A dedicated workspace, OpenAPI, and some design governance should just be the beginning for most teams. If each stop along the API lifecycle is API-driven then there are always artifacts available which can be used to define, measure, and report upon each area of API operations. Enterprise organizations should focus on ensuring there are robust OpenAPIs available for all APIs, that are easily discoverable, and find their footing when it comes to defining, educating, applying, and reporting on healthy API design practices. Once teams have found their way when it comes to API design governance across APIs, then they can begin looking at the other aspects of API operations that should be governed, moving the focus of API governance to the following areas.

  • Workspaces - Whether your API workspaces are a GitHub repository, and Postman team workspace, or some other platform, it should have an API. Allowing for the configuration and orchestration of APIs within their workspaces.
  • Mocking - Measuring whether teams are mocking their APIs as part of an API-first design process, on-boarding new developers, or as part of API testing, and working to govern how APIs and data are virtualized.
  • Documentation - Robust, complete, and always up to date API documentation should always be present for APIs, and API governance should be measuring and monitoring the quality of documentation published for each API.
  • Testing - 100% of the surface area of an API should be tested, ensuring that int is always in alignment with its OpenAPI contract. API governance should be measuring and monitoring the state of API testing across all APIs.
  • Monitoring - The orchestration of the API lifecycle, and the deployment and configuration of monitors executing a variety of tasks across API operations should be defined, measured, and reported on as part of a wider strategy.
  • Pipelines - API governance should live within the pipeline, and be measured and reported on, helping make sure there is 100% governance being applied by default across all APIs, baking governance into the deployment of all API infrastructure.

Adopting OpenAPI across API operations is the beginning of the API governance journey, and versioning and then testing your APIs represents the forward motion of API governance across your teams. API design governance becomes possible at a stage of the journey where OpenAPI contracts are present, up to date, and regularly tested. Most API providers are currently doing many of the moving parts of API governance, they just aren’t doing it as part of a wider API governance strategy, and in a machine readable way that can be tested, automated, scaled, and orchestrated as part of a distributed API governance effort.

This is the first time I had an actual way to deliver governance at not just the design layer of each API, but also across every other stop along the API lifecycle.

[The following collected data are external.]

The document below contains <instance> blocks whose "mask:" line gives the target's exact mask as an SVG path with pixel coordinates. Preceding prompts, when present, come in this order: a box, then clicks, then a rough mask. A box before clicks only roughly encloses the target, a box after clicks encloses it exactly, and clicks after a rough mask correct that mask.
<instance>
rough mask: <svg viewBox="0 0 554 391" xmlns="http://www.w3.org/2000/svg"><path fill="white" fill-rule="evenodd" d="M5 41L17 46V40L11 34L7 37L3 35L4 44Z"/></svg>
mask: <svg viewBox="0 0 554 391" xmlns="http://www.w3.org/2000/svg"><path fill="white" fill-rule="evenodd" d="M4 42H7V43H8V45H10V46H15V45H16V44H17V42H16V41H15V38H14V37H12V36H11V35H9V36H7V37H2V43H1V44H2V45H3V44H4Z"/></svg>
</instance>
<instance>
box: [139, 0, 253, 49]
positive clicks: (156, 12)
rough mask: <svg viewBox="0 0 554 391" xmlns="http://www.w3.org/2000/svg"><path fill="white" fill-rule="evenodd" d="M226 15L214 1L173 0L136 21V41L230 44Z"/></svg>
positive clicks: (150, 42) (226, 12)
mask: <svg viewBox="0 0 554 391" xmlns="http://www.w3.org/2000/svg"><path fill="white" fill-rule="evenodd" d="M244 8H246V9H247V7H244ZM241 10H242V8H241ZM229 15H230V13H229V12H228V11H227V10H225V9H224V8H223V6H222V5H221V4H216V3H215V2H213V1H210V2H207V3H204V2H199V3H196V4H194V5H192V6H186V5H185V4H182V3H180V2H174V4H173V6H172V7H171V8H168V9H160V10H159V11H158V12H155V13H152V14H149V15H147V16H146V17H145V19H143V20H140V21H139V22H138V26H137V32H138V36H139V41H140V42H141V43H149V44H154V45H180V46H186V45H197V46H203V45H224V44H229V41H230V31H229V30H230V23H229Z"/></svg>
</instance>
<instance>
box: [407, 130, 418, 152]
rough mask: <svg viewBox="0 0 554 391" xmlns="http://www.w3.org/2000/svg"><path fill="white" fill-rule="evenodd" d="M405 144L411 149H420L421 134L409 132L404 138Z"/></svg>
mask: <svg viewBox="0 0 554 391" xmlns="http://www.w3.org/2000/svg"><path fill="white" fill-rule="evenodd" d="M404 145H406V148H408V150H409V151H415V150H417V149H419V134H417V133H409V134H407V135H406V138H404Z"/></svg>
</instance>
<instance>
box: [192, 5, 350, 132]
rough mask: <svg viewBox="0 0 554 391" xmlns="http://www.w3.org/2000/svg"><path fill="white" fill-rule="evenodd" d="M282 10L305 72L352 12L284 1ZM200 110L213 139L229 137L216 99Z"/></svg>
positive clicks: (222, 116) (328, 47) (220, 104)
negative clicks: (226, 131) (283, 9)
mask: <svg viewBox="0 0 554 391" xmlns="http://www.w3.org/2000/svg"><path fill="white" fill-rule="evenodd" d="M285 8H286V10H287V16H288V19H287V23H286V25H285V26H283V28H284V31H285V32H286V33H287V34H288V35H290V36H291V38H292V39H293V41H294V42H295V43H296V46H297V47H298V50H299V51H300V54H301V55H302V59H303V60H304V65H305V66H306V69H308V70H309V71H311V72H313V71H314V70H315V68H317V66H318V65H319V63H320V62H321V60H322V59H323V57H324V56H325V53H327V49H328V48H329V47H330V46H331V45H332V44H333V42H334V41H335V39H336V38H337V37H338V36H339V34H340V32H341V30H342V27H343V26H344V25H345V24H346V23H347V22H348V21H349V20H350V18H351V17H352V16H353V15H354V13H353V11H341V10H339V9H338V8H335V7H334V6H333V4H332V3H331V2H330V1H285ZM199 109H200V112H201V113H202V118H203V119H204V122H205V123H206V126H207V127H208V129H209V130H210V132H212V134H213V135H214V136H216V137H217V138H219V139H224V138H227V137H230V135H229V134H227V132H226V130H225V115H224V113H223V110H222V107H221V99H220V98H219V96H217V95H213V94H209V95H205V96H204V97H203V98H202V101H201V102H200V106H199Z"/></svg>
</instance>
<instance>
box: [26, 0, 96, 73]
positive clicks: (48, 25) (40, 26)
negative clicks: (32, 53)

Using Postman, I am able to actually define how I am going govern the design of each of my APIs, using the tooling I am already using to test each of my API instances. The best part is the rules are up to me. I can use the JSON schema present in each OpenAPI or I can write custom JavaScript to interrogate the OpenAPI for each API, asking exactly the questions I want. Asking as many questions as I want about the design of each API, but also the other aspects of delivering and operating each API. Laying a pretty solid foundation for how I govern each API, allowing me to scale that across many different APIs across many different workspaces. Helping me define and apply governance across teams, allowing team members to manually apply governance to an API, but also automate it as part of their regular workflows, and using the tooling they are already putting to work each day.